Wir haben derzeit ein System, in dem die Banken sich gegenseitig nicht mehr vertrauen und kein Geld mehr leihen. Diese Vorsicht gegenüber Risikobewertungen der anderen Institute ist verständlich, denn schließlich wurden Finanzprodukte als risikoarm bewertet, die aus vielen kleinen Derivaten zusammengesetzt waren, die aber mit einem hohen Risiko behaftet waren. Die Konsequenz daraus wäre zunächst einmal, die Risikoberechnungen und die Preisfindung auf einen sehr, sehr gründlichen Prüfstand zu stellen. Wenn man als Physiker ein Modell baut, dann wird extrem selektiert, welche Theorien dabei zur Anwendung kommen dürfen.
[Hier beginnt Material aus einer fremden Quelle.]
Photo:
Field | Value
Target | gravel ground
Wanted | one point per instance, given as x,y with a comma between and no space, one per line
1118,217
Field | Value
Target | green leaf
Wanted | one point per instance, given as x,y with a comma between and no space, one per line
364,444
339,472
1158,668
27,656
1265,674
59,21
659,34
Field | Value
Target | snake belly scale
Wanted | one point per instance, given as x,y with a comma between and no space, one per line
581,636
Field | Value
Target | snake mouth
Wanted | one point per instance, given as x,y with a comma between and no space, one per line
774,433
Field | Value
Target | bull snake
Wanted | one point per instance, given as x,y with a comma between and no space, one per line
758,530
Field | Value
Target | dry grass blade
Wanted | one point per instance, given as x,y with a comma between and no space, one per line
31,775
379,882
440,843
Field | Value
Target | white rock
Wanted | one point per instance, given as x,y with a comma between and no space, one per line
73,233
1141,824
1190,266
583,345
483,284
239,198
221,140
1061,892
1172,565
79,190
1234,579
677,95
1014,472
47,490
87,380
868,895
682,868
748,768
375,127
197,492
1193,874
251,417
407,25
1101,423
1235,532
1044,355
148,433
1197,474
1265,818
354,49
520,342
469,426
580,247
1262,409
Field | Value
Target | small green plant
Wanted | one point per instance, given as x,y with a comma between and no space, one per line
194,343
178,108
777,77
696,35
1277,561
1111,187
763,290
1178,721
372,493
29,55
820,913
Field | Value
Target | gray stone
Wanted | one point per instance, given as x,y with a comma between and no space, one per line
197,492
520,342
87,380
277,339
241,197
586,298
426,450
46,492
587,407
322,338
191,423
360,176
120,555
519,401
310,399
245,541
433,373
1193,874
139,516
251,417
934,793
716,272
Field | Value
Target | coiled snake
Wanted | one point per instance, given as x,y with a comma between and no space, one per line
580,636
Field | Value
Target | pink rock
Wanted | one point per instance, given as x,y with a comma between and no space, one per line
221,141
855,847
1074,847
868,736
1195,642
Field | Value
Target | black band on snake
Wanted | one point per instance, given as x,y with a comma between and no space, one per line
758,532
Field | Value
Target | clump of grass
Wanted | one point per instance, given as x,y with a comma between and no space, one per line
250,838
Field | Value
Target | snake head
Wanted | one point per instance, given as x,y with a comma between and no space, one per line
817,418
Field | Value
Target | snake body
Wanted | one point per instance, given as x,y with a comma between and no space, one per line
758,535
Die Finanzwelt ist ein großes experimentelles System, in dem man durchaus strikt naturwissenschaftlich vorgehen kann, um Risikobewertungen zu verbessern. Dies würde nicht nur das Vertrauen zwischen den Finanzinstituten verbessern, sondern auch die Basis bilden, um die systemischen Risiken internationaler Finanzmärkte im Detail zu untersuchen.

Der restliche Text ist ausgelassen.